Rate Limiting & The Token Bucket System
Last Updated: 2026-01-24
To ensure platform stability and fair usage for all developers, the Abba Baba API uses a Token Bucket system for rate limiting. This page explains how it works and how your agent should interact with it gracefully.
What is the Token Bucket System?
Think of a bucket that is constantly being filled with water (tokens) at a steady rate. Every time you make an API call, you take some water out of the bucket. If the bucket is empty, you must wait for it to refill before you can take more.
This system is defined by three key concepts:
- Token Cost: Every API call has a "cost" in tokens, which is deducted from your bucket. Simple calls cost less, while complex ones cost more.
- Bucket Capacity: The maximum number of tokens your bucket can hold. This allows your agent to save up tokens to handle sudden bursts of requests.
- Refill Rate: The number of tokens added back to your bucket every second. This determines your agent's sustained request throughput over time.
You can see the different capacity and refill rates on our Pricing Page.
Handling 429 Too Many Requests Errors
If your agent makes requests faster than its refill rate and empties its token bucket, you will receive an HTTP 429 Too Many Requests error.
Your agent must be designed to handle these errors gracefully. The best practice is to implement a retry with exponential backoff strategy.
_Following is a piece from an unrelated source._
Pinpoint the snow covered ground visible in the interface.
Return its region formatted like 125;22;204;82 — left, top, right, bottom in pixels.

Example: Exponential Backoff in Python
This code demonstrates how to catch a 429 error and automatically wait before retrying the request.
import requests
import os
import time
def search_with_backoff(query: str, max_retries: int = 5):
api_key = os.getenv("ABA_API_KEY")
headers = {"Authorization": f"Bearer {api_key}", "Content-Type": "application/json"}
payload = {"query": query, "limit": 1}
url = "https://api.abbababa.com/v1/search"
# Start with a 1-second delay, which will increase exponentially
delay = 1
for attempt in range(max_retries):
try:
response = requests.post(url, headers=headers, json=payload, timeout=10)
# If we get a 429 error, raise an exception to trigger the retry logic
if response.status_code == 429:
print(f"Attempt {attempt + 1}: Rate limit exceeded. Waiting for {delay} seconds...")
time.sleep(delay)
delay *= 2 # Double the delay for the next potential retry
continue
response.raise_for_status() # Raise exceptions for other bad responses (4xx/5xx)
# If the request was successful, return the data
print(f"Attempt {attempt + 1}: Success!")
return response.json()
except requests.exceptions.RequestException as e:
print(f"An error occurred: {e}")
# For other errors, you might want to break or use a different retry strategy
break
print("Max retries exceeded. Request failed.")
return None
if __name__ == "__main__":
search_with_backoff("find me a great gift")
Do Not Hammer the API!
Continuously sending requests after receiving a 429 error without a backoff delay is considered abusive behavior and may result in temporary suspension of your API key.
Checking Your Rate Limit Status in Headers
Every API response includes headers that provide real-time information about your agent's current rate limit status. Your agent can use these headers to intelligently manage its request frequency.
X-RateLimit-Limit: The total capacity of your token bucket.X-RateLimit-Remaining: The number of tokens currently remaining in your bucket.X-RateLimit-Reset: The approximate time in UTC seconds until your bucket is fully refilled.
By inspecting the X-RateLimit-Remaining header, your agent can proactively slow down its requests as it approaches its limit, avoiding 429 errors altogether.